Canada’s pulses king named EY Entrepreneur of the Year 2017

EY’s (Ernst Young) entrepreneur of the year, Murad al-Katib from Canada, has built a spectacularly successful global business on a crop that solves a plethora of problems. Who would have thought there was an enormous future in lentils, but when Katib explains it, it’s kinda obvious.

Lentils are a high-protein, low-cost crop with a low environmental impact in a world in which the population is increasing by 75-million people a year – more or less the population of Canada.

The Canadian, born to immigrant parents, was picked from 59 individuals representing 49 countries. Katib, an enormous man with a disconcertingly bubbly personality, is CEO of AGT Foods and Ingredients, which has a big business in SA, based, as one would expect, in Krugersdorp. AGT is not a food company as much as a food trader, selling seed and buying the product to sell on.

His business empire supplies lentils, chickpeas and peas to more than 120 countries. AGT went public in 2007 and has been increasing revenues by an average of more than $100m a year to $1.4bn in 2016. It has made 17 acquisitions in 15 years and now runs 46 manufacturing facilities and employs 2,000 people around the world.

AGT, with a market cap of $450m, is small by the standard of food giants such as General Mills of the US and Associated British Foods, which are both about 60 times larger. But it handles about a quarter of the world’s lentils and has big stakes in a range of other pulse crops.

He implicitly acknowledges, in case you were wondering, that lentils taste horrible However, lentils and beans are increasingly being sold in spice-rich packs. That is the way they are eaten in the Middle East, which is where Katib’s family originates.

The judges of the EY competition do seem to love an immigrant dimension to the story; 2016’s winner was a refugee. And, of course, social awareness is crucial. Katib said he didn’t really see “social entrepreneurs” as particularly a class on their own; social entrepreneurship was now simply an integral part of doing business. Younger consumers, in particular, expect companies to operate in an environmentally and socially conscious way.

Jim Nixon, chief executive of Nixon Energy Investments and chairman of the independent judging panel, said: “Murad is an incredible entrepreneur who has demonstrated outstanding value creation, organisational reach and expansion. Through sustainable agricultural practices, he is making a positive impact on the global environment.”

AGT has also used its manufacturing and distribution network to deliver more than 4m family ration packs to international agencies for Syrian refugees under the UN World Food Programme.

In 2016, he was named Global Citizen Laureate by the United Nations Association in Canada. In March this year he was one of four people (including Elon Musk the founder of Tesla electric carmaker and SpaceX) honoured with the Oslo Business for Peace Awards. Katib received the award for his contributions to sustainable agriculture and feeding refugees.

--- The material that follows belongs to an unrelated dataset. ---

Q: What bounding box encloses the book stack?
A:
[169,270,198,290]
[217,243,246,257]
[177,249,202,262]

“When I look at the emerging markets of the world . . . you know a basic building block of civil society is actually available food. A baby is hungry, they cry. A young man is hungry, they actually get angry. It’s civil unrest. It’s war,” Katib told the Financial Times.

He explained that he was particularly motivated to provide protein in vegetable form as opposed to meat because meat production takes a greater toll on the environment.

“Water is one of our scarcest resources,” he said, pointing out that lentils require far less water to grow than beef. “In order to meet our food targets in the future, we need to create 2bn vegetarians,” he said.

CSR is serious business

For entrepreneurs, winning the top award in Monaco every year is the ultimate prize – or at least it’s presented as such. But the survey EY puts out every year shows, or at least purports to show, that entrepreneurs take the social aspects of their work very seriously.

EY expanded its survey in 2017 from the winners of the competition around the world to what it describes as “middle-market” companies (with a turnover of up to $3bn). It surveyed 2,340 business leaders in 30 countries about their ambitions, challenges and strategies. This group consists of about 99% of all enterprises and about 45% of global GDP.

The vast majority (90%) signed on to the idea that growth cannot be sustainable unless it benefits a wider community. For this group, “inclusive growth” is not an add-on strategy; it is the whole point.

About a third of those surveyed were aiming for growth of between 6% and 10% over the next year; and 14% of respondents are looking for 16% and over.

The most surprising finding is that smaller companies are enthused by the ructions dominating the political stage, which they see as possibly providing openings to gain market share and grasp new opportunities. Fully 89% of all middle-market C-suite executives agreed that uncertainty provided them with opportunities to disrupt market leaders.